Non può sostenersi - come fa la sentenza impugnata - che il citato art.80 sia volto ad incentivare
l'esodo dal lavoro per coloro che si vengono a trovare in condizioni di invalidità particolarmente
gravi: le disposizioni che agevolano l'esodo sono connesse a situazioni di crisi aziendale, e
subordinano il pensionamento anticipato di anzianità o di vecchiaia a precisi requisiti contributivi o
anagrafici.
La disposizione in esame estende, in sostanza, il beneficio - già riconosciuto dall'art. 9, c.2 della
legge n. 113 del 1985 e poi dall'art. 2 della legge n. 120 del 1991 ai lavoratori privi della vista volto ad incrementare la tutela previdenziale in considerazione della natura usurante del lavoro
svolto. L'identità della formulazione testuale delle norme appena citate rispetto all'art. 80 della
legge n. 388 del 2000 si giustifica proprio per l'identità della loro ratio: il che induce a desumerne
l'identità applicativa, limitata solo al periodo durante il quale l'attività lavorativa sia stata svolta in
presenza dello stato invalidante che ne ha accentuato il carattere usurante in misura tale da
giustificare il particolare beneficio accordato dalla legge.
La necessaria concomitanza del requisito sanitario con lo svolgimento dell'attività lavorativa presa
in considerazione per l'applicazione della maggiorazione contributiva trova conferma anche nella
formulazione testuale dell'art.80, c.3 della legge n. 388/2000 il quale riconosce il beneficio a coloro
ai quali "sia stata riconosciuta un'invalidità superiore al 74%" e non anche ai semplici portatori di
siffatta invalidità, il che lascia presumere l'esigenza di un riscontro formale di tale requisito
sanitario in presenza del quale soltanto opera l'accredito contributivo.
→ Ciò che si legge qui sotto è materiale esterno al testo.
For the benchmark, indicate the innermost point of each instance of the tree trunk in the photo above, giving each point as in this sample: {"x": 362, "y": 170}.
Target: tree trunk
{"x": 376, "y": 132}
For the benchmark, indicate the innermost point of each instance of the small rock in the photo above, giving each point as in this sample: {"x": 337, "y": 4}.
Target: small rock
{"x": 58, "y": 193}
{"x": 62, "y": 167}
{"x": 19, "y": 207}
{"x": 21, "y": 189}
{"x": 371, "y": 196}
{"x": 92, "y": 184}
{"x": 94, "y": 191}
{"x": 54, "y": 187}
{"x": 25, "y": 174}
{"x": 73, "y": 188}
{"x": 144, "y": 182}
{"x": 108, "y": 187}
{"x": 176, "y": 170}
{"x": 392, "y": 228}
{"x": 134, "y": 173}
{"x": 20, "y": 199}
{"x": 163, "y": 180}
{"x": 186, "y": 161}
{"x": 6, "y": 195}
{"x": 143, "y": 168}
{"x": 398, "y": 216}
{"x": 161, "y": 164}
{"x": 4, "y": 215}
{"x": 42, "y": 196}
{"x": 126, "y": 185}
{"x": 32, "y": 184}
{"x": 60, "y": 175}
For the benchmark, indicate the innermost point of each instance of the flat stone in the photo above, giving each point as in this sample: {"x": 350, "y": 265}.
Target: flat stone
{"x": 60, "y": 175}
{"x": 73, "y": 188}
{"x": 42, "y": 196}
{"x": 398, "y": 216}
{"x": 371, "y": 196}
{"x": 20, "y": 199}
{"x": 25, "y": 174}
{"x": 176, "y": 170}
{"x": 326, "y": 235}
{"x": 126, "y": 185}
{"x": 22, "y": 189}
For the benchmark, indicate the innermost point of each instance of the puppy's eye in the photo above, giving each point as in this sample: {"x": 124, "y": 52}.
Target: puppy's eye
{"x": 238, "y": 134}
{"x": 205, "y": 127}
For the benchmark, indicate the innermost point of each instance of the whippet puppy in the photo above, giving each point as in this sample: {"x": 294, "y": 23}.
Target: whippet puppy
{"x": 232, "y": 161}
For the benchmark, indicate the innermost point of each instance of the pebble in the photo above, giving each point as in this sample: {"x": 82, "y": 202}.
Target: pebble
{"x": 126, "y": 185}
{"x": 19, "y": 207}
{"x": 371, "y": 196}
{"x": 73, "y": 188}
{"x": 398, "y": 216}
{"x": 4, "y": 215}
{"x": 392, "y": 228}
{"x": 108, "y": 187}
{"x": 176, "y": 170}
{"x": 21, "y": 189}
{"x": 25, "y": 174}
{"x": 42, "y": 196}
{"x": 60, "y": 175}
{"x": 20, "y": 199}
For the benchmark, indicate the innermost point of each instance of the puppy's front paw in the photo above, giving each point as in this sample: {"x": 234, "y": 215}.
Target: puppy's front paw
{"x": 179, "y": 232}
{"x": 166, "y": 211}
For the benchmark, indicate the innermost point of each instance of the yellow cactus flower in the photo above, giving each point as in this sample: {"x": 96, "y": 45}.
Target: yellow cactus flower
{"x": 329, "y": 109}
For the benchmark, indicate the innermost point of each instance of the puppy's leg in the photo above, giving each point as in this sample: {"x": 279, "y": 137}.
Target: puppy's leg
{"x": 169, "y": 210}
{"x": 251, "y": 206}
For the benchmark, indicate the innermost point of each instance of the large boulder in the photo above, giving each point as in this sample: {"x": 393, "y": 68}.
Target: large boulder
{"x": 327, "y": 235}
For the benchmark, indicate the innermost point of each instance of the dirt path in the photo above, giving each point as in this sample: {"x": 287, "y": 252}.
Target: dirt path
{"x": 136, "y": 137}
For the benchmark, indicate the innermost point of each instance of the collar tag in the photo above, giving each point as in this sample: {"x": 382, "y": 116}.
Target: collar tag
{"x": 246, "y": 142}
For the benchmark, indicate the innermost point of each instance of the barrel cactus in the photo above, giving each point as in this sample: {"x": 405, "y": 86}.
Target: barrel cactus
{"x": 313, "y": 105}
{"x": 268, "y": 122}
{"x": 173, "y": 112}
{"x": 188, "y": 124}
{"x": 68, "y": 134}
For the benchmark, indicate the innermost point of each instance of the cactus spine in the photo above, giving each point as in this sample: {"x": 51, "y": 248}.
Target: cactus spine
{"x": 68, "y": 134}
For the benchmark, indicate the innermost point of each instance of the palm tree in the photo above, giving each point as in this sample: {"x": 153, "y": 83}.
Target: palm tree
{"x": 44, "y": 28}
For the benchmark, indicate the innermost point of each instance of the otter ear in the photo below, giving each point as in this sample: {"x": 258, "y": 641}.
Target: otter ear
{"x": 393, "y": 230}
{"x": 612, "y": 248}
Sulla base delle esposte ragioni non può essere condivisa la sentenza impugnata la quale va,
pertanto, cassata, con il rigetto, nel merito, della domanda, ricorrendo i presupposti di cui all'art.
384 c.p.c.
Nulla per le spese a carico del soccombente il cui esonero è consentito dall'applicazione dell'art.
152 disp.att. c.p.c.
P.Q.M.
P.Q.M.
La Corte accoglie il ricorso; cassa la sentenza impugnata e, decidendo nel merito, respinge la
domanda. Nulla per le spese, ex art. 152 disp.att. c.p.c.
Così deciso in Roma, il 4 marzo 2005
DEPOSITATA IN CANCELLERIA IL 12 MAG. 2005
Note redazionali
- Non si rinvengono precedenti in termini.